Nicolas Bosshardt

Personal information
- Full name: Nicolas Bosshardt
- Date of birth: 8 April 2007 (age 19)
- Place of birth: São Paulo, Brazil
- Height: 1.76 m (5 ft 9 in)
- Position: Left-back

Team information
- Current team: São Paulo
- Number: 56

Youth career
- 2018–: São Paulo
- 2025: → VfB Stuttgart (loan)

Senior career*
- Years: Team / Apps / (Gls)
- 2025–: São Paulo / 1 / (0)

= Nicolas Bosshardt =

Brazilian footballer (born 2008)

Nicolas Bosshardt (born 8 April 2007) is a Brazilian-Swiss professional footballer who plays as a left-back for Campeonato Brasileiro Série A club São Paulo.

==Career==

Revealed from São Paulo's youth academy, Bosshardt rose to prominence in 2024 in the under-17 category, attracting the attention of European clubs such as Barcelona.

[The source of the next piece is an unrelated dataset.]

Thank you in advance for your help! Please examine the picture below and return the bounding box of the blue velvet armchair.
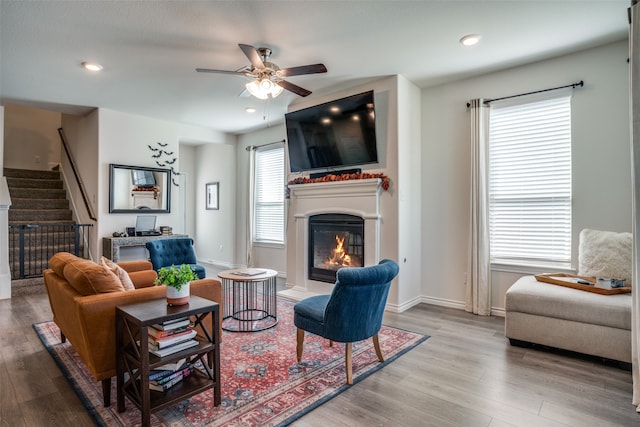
[145,237,207,279]
[293,259,399,384]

In 2025, after having his contract renewed until December 2029, he was loaned alongside Samuel Monteiro for an exchange period at VfB Stuttgart, returning to compete in the Campeonato Brasileiro Sub-20. In August, he was promoted to São Paulo's senior squad by coach Hernán Crespo.

On 3 August 2026, Nicolas was arrested after running over an elderly man in the Alphaville neighborhood of São Paulo. However, the day after the incident, provisional release was granted at a custody hearing.